- The Washington Times - Friday, October 12, 2001

Marti Davis doesn't shop for much of anything but necessities these days. Like many other Americans, she has been fixated and upset for weeks by the Sept. 11 attacks.
"It's like going through a grieving process" it will take time for most people to gradually get back to normal even if they weren't personally hit by the attacks she said. "The first week, we didn't even go out to eat. We sat glued to the TV. I finally had to turn the TV off to get anything done."
Now, the Frederick, Md., resident is shopping only for things she can't do without. "And I love to shop," she said. The drop in shopping for luxuries and big-ticket items has been noticeable at the Neiman-Marcus in Chevy Chase, where Mrs. Davis works. The luxury department store group had to scale back orders for new merchandise because of a 19.5 percent sales slump last month.
In fact, Americans' shopping hiatus after the attacks made last month the worst in 30 years for September sales at chain stores nationwide. Since consumer spending fuels about two-thirds of economic activity, it is the reason many economists believe the economy has slipped into recession.
The only stores that saw an increase in sales after the attacks were discounters like Wal-Mart, as consumers focused on saving money while buying basic goods like food, fuel and clothing, according to the Bank of Tokyo-Mitsubishi Ltd., which tracks sales at 80 large U.S. chains.
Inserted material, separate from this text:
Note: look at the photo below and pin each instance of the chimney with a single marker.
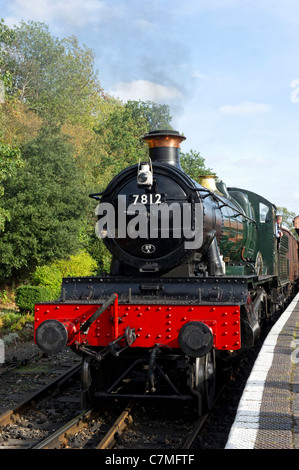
(164, 147)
In a measure of how dramatically the attacks hit retailers, sales actually plummeted by 2 percent at stores nationwide if the 6.3 percent gain posted by Wal-Mart the biggest retailer were excluded, the bank said. Including Wal-Mart, sales at stores open at least a year posted an anemic 0.8 percent gain over a year earlier the worst since 1971.
The lingering threat of more terrorist attacks highlighted again yesterday by an alert put out by the FBI has prompted David Lesz of McLean to rule out making any more big-ticket purchases. He is waiting to see what the economic fallout from the war on terrorists will be.
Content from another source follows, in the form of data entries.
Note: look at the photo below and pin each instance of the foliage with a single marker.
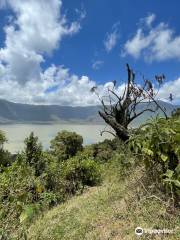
(33, 154)
(176, 113)
(66, 144)
(103, 152)
(158, 144)
(80, 171)
(16, 190)
(119, 110)
(4, 155)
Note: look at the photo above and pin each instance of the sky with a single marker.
(54, 52)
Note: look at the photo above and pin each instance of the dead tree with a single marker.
(119, 111)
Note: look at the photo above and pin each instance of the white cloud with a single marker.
(36, 29)
(111, 38)
(149, 19)
(159, 43)
(170, 87)
(97, 64)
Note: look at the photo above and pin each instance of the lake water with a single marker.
(16, 133)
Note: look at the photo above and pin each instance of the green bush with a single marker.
(33, 154)
(66, 144)
(16, 190)
(103, 152)
(158, 147)
(79, 172)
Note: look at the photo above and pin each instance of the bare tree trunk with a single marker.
(121, 132)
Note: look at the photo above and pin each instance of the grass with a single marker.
(110, 211)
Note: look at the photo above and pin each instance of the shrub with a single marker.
(79, 172)
(16, 190)
(158, 144)
(103, 152)
(66, 144)
(33, 154)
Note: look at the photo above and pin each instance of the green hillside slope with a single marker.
(111, 211)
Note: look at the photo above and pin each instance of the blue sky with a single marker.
(53, 52)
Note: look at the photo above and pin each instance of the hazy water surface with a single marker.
(16, 133)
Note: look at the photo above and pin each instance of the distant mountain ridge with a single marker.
(25, 113)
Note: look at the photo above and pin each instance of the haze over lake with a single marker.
(16, 133)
"There's a lot of uncertainty," he said. "The economy's already been hit by the terrorists. If there's another attack, that could cause a panic and constrict the economy further."
Neither Mr. Lesz nor Mrs. Davis is holding back because of worries about losing their jobs, although many other consumers say they have been spooked by announcements about the loss of more than 200,000 jobs in the wake of the attacks. It's more a sense of anxiety and uncertainty about what the future holds that makes them pause.
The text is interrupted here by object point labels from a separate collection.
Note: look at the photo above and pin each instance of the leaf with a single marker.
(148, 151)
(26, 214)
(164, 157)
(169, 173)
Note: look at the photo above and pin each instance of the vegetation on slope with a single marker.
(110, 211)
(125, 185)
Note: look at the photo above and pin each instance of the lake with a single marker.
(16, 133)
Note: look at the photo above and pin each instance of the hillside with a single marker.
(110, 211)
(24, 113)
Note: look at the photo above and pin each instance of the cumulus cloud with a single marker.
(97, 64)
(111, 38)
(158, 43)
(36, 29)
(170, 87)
Many consumers have not hit the malls simply because they have been transfixed watching the attacks and ensuing developments like the war in Afghanistan on television. A similar fixation with staying home and watching war developments occurred during the Persian Gulf crisis in 1990. It is widely blamed for helping usher in the 1990-91 recession.
The latest example of consumer mesmerization with the news dubbed the "CNN effect" by economists came Sunday, when the bombing in Afghanistan began. Retailers around Washington say they noticed a sharp drop in traffic and sales after the early afternoon announcement.
"Everybody went home and watched TV," said Jason Wesley, a sales assistant at Williams Sonoma, a gourmet food and kitchenware store at the Mazza Gallerie. But even though many consumers have been shunning luxury goods, sales at Williams Sonoma generally have held up well since the attacks, she said, thanks to consumers' new-found penchant for staying in and cooking at home.
"People want to be comfortable," she said, noting that sales of spiced breads and cider, pasta and other comfort foods as well as the implements needed to fix them, such as waffle irons and gingerbread molds have been soaring.
"They're not buying $100 champagne glasses. They want something the family can do together," like making bread, she said.
The urge to nest also sent sales surging by 18 percent last month at Michaels Stores Inc., a crafts retailer.
Some consumers say they haven't been fazed by the attacks and are still venturing out as much as they always did.
Rowhaya Van Der Mei of Chevy Chase said she and her husband bought a house the day after the terrorist strikes and are planning to spend a good deal of money updating the kitchen and bathrooms and buying new furnishings in the weeks ahead.
"I am optimistic. My husband is a banker and stock trader and can afford anything. I know we will never be out of a job," she said. "People have to get on with their lives, you know."
For the most part, consumers are increasingly cautious and prone to bargain-hunting, however, deepening a trend that emerged even before the attacks as a result of rising unemployment, economists say.
"Last month, consumers turned almost exclusively to discounters for their purchases," said Andy Kish, analyst with Economy.com, noting that wholesale clubs like Costco and discount retailers like Best Buy managed to post 5 percent and 4.2 percent sales gains, respectively, last month while high-end department stores like Macy's and Bloomingdale's saw double-digit declines.
Hardest hit were sellers of footwear, clothing, furniture and electronics. Spending will continue to be anemic, he said, "as long as consumer concerns about terrorism and a weak economy remain."